If apricots and peaches were mostly spared by the spring frosts, unfortunately, the same cannot be said for plums: "There is even less harvest than we thought, the frost was more devastating than it was last year," reports Eric Tastayre, manager of the Apifood company. The situation is especially noticeable for the Reine-Claude. "The earliest varieties were the most affected. The Reine-Claude, for example, has lost nearly 40% of its harvest.
High prices won't compensate for volume losses
These limited volumes have resulted in sustained prices: "We are trying to do our best to limit a price increase that would be too high for the consumer while guaranteeing the best possible value for the producer, who has already been impacted by a reduced harvest. A balance that is not always easy to obtain. Unfortunately, these high prices will not compensate for the loss of volume caused by the frost".
A tough campaign due to a lack of product
Despite the current particular economic context and high prices, the demand for plums remains high: "We are lucky this year to have an amazing quality of plums. The high level of sunshine has allowed the fruit to gorge itself with sugar and the plums are holding up well. Moreover, the heat wave encourages the consumption of summer fruits. Therefore, faced with limited volumes and such quality, the demand is strong. And to find a product to meet it, we find ourselves in a real race to buy!

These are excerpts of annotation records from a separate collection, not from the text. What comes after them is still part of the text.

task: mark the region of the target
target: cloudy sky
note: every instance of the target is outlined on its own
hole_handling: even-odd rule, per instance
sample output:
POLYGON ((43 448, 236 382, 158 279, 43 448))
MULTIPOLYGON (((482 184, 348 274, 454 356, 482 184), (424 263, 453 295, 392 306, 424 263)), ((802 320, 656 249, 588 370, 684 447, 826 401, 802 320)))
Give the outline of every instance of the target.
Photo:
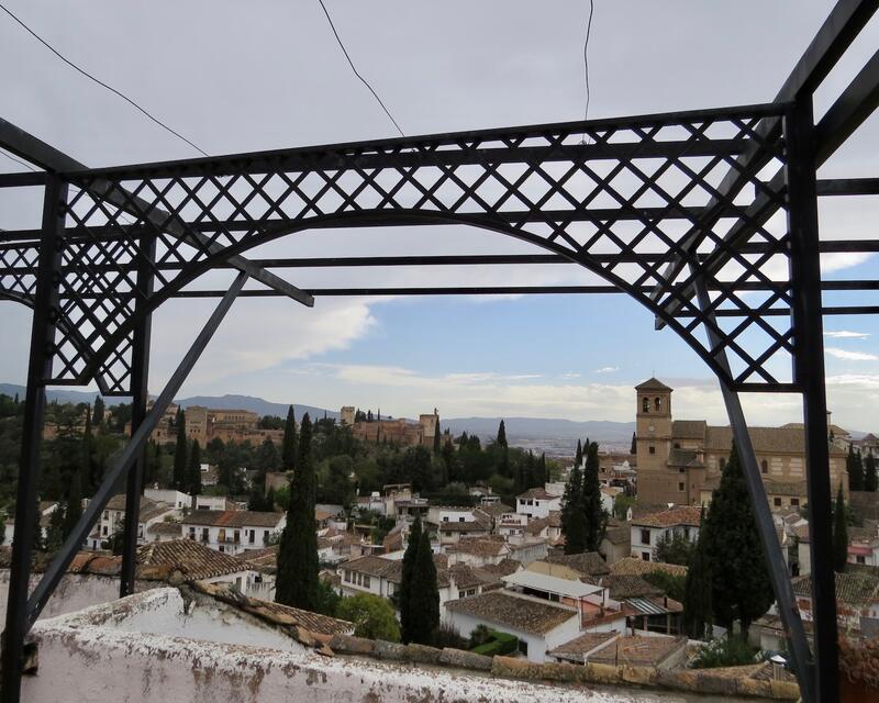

Are late varieties less impacted?
In the next few days, Apifood is getting ready to enter the heart of the season: "We started harvesting about ten days ahead of schedule on several varieties, and now it is starting to settle down a little. We are waiting to see what volumes will come out of the orchards for the next varieties. We hope that the harvest of the Tc Sun will be a little more important than expected, as for the Grenadine it looks like there will be a little more. But it is difficult to give an accurate assessment until the fruits are in the crates. In any case, the season is likely to be shorter due to this lack of volume.

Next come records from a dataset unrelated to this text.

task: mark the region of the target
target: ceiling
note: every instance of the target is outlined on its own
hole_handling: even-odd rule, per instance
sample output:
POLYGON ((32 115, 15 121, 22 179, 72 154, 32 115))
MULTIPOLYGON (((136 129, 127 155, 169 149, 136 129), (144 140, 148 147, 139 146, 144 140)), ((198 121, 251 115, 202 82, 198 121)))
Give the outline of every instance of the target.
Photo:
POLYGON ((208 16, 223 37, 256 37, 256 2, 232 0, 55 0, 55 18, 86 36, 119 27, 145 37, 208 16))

Despite the situation, Eric wants to remain positive: "We are still here and we will be here next year! Fortunately, we have our new warehouse in Moissac, which has come at the right time. It allows us to get a little more merchandise by receiving and shipping the fruit directly from the producers. As for the heat wave, of course, we are suffering from it, but we are doing well compared to other regions that have much heavier watering restrictions than we do.